Charged black holes in Einsteinian cubic gravity and nonuniqueness

Abstract

Black holes are the simplest objects in the universe. They correspond to extreme deformations of spacetime geometry, and can exist even devoid of matter. In general relativity, (electro)vacuum black holes are uniquely determined by their mass, charge and angular momentum. This feature follows from a uniqueness theorem, which can be evaded if one considers higher dimensions or matter fields coupled to gravity. Here we find that Einsteinian cubic gravity, a well-motivated modification of Einstein gravity that includes third-order curvature corrections in accordance with low-energy effective theory expectations, admits black hole solutions with charge greater than mass, when minimally coupled to a Maxwell field. Moreover, we find that, in this regime, there can be two asymptotically flat black holes with the same charge and mass, posing the first example of vacuum black hole nonuniqueness in four dimensions that is free from pathologies.

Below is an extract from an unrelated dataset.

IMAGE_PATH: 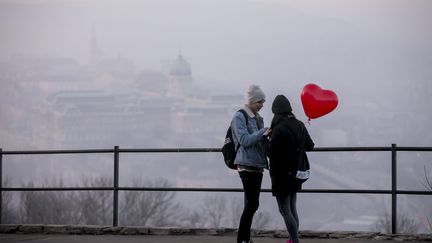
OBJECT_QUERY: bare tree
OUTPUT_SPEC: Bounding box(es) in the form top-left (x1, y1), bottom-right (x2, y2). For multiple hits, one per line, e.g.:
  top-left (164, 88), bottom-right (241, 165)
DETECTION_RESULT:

Examination of these black hole's thermodynamics reveals that when two branches coexist only the larger black hole is thermodynamically stable, while the smaller branch has negative specific heat. Einsteinian cubic gravity unveils two further surprising features. The charged black holes do not possess an inner horizon, in contrast with the usual Reissner-Nordstr\"om spacetime, thus avoiding the need to resort to strong cosmic censorship to uphold determinism. In addition to black holes, there exists a one-parameter family of naked singularity spacetimes sharing the same mass and charge as the former, but not continuously connected with them. These naked singularities exist in the under-extremal regime, being present even in pure (uncharged) Einsteinian cubic gravity.